DGCL § 141(b) provides that:
Each director shall hold office until such director’s successor is elected and qualified or until such director’s earlier resignation or removal. Any director may resign at any time upon notice given in writing or by electronic transmission to the corporation. A resignation is effective when the resignation is delivered unless the resignation specifies a later effective date or an effective date determined upon the happening of an event or events.
The American Bar Association’s authoritative Corporate Director’s Guidebook recommends that:
If, after a thorough discussion, a director disagrees with any significant action the board is taking, the director should consider abstaining or voting against the proposal. The director should also consider requesting that the abstention or dissent be recorded in the meeting’s minutes. Except in unusual circumstances, taking such a position should not cause a director to consider resigning. Resignations should be considered if a director believes that management is not dealing with the directors, the shareholders, or the public in good faith or that the information being disclosed by the corporation is inadequate, incomplete, or incorrect and the director is unable to convince the board to take action.

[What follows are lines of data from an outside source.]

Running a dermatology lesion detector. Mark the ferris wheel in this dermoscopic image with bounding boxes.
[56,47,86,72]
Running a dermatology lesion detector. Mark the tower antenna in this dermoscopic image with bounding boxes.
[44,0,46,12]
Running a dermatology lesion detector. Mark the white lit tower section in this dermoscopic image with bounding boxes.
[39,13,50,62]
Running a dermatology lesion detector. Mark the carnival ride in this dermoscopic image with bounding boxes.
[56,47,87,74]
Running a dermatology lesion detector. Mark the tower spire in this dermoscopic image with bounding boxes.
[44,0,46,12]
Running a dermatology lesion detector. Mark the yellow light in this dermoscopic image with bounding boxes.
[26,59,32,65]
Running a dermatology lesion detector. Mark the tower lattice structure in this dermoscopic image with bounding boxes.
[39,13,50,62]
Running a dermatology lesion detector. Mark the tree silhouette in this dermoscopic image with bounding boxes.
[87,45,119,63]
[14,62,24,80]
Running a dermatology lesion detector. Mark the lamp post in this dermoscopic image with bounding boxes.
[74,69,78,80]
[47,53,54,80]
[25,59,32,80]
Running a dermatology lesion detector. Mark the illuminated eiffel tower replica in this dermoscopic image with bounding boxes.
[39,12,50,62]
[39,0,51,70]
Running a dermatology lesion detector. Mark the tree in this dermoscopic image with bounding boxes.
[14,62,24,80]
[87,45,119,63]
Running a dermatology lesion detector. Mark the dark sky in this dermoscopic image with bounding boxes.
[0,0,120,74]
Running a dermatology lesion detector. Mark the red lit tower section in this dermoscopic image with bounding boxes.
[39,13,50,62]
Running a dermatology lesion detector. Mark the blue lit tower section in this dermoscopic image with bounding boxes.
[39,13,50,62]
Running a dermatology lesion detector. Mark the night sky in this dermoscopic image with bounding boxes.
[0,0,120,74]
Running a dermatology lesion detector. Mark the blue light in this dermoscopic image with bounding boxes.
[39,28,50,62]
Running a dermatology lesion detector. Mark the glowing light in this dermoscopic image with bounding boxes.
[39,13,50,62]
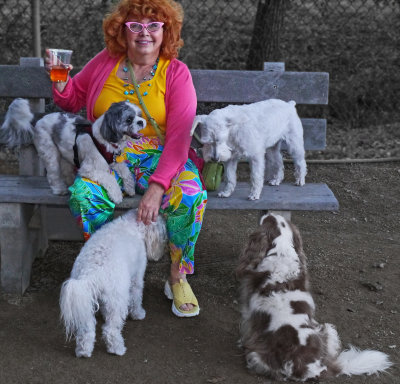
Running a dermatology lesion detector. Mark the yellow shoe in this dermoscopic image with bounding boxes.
[164,279,200,317]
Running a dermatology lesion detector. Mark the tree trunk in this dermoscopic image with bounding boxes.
[247,0,287,70]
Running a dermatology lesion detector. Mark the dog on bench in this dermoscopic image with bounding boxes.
[0,98,146,203]
[191,99,307,200]
[236,214,392,381]
[60,209,167,357]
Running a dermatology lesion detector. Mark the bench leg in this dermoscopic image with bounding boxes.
[0,203,47,294]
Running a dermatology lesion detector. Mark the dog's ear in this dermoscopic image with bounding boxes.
[190,115,207,142]
[100,103,123,143]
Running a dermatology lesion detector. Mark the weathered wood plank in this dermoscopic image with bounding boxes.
[0,65,52,98]
[0,65,329,104]
[191,70,329,104]
[0,175,339,211]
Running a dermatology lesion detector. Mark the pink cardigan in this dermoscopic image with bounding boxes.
[53,49,197,190]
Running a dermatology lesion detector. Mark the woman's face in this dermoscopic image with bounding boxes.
[125,17,163,56]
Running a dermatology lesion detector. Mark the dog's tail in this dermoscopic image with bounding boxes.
[60,278,99,339]
[0,98,34,148]
[336,346,392,376]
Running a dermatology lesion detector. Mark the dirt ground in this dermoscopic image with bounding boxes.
[0,162,400,384]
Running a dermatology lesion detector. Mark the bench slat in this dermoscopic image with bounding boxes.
[0,118,326,151]
[0,65,329,104]
[0,175,339,211]
[191,70,329,105]
[0,65,52,98]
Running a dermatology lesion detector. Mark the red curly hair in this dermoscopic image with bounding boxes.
[103,0,183,59]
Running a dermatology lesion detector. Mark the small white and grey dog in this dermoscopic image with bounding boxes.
[191,99,307,200]
[0,98,146,203]
[60,210,167,357]
[236,214,392,381]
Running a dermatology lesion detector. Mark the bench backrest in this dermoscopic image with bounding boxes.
[0,58,329,150]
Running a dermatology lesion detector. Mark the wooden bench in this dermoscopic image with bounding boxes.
[0,58,338,293]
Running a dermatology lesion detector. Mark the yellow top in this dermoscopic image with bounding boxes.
[93,57,170,136]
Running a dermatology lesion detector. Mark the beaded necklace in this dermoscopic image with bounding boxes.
[122,57,160,101]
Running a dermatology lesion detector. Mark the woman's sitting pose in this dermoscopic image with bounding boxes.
[46,0,207,317]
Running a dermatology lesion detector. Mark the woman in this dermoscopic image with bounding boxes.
[48,0,207,317]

Directors may also consider resigning when they feel their point of view is being disregarded entirely. Public corporations are required to disclose director resignations in an SEC filing, and this disclosure, like others, should be done in consultation with legal advisors.[1]
An earlier edition of the Guidebook stated that:
If, after a thorough discussion, a director disagrees with any significant action proposed to be taken by the board, the director may vote against the proposal and request that the dissent be recorded in the meeting’s minutes. Except in unusual circumstances, taking such a position should not cause a director to consider resigning. However, if a director believes that information being disclosed by the corporation is inadequate, incomplete or incorrect, or that management is not dealing with the directors, the shareholders or the public in good faith, the director should first encourage that corrective action be taken. If that request is not satisfied or the problem continues, the director should encourage the board to replace management and, if such a change does not occur, the director should resign.[2]
In Shocking Technologies, Inc. v. Michael,[3]the court held that:
First, fair debate may be an important aspect of board performance. A board majority may not muzzle a minority board member simply because it does not like what she may be saying. Second, criticism of the conduct of a board majority does not necessarily equate with criticism of the corporation and its mission. The majority may be managing the business and affairs of the corporation, but a dissident board member has significant freedom to challenge the majority’s decisions and to share her concerns with other shareholders. On the other hand, internal disagreement will not generally allow a dissident to release confidential corporate information.
In Wechsler v. Squadron, Ellenoff, Plesent & Sheinfeld, LLP,[4]the court held that:
Can a director of a public corporation who believes that the company is engaged in ongoing securities fraud “blow the whistle” by disclosing to the SEC information protected by the company’s attorney-client privilege, where the company’s Board has not waived the privilege? As a matter of public policy, the Court holds that the answer is yes, although the company could sue the whistle-blowing director for breach of fiduciary duty if such disclosure were not in the company’s best interest.
[1]The Corporate Laws Committee, ABA Section of Business Law, Corporate Director’s Guidebook—Sixth Edition, 66 Bus. Law. 975, 1011–12 (2011).
[2]The Corporate Laws Committee, ABA Section of Business Law, Corporate Director’s Guidebook—Third Edition, 56 Bus. Law. 1571, 1589 (2001).
[3]2012 WL 4482838 (De. Ch. 2012).
[4]994 F. Supp. 202, 204 (S.D.N.Y. 1998).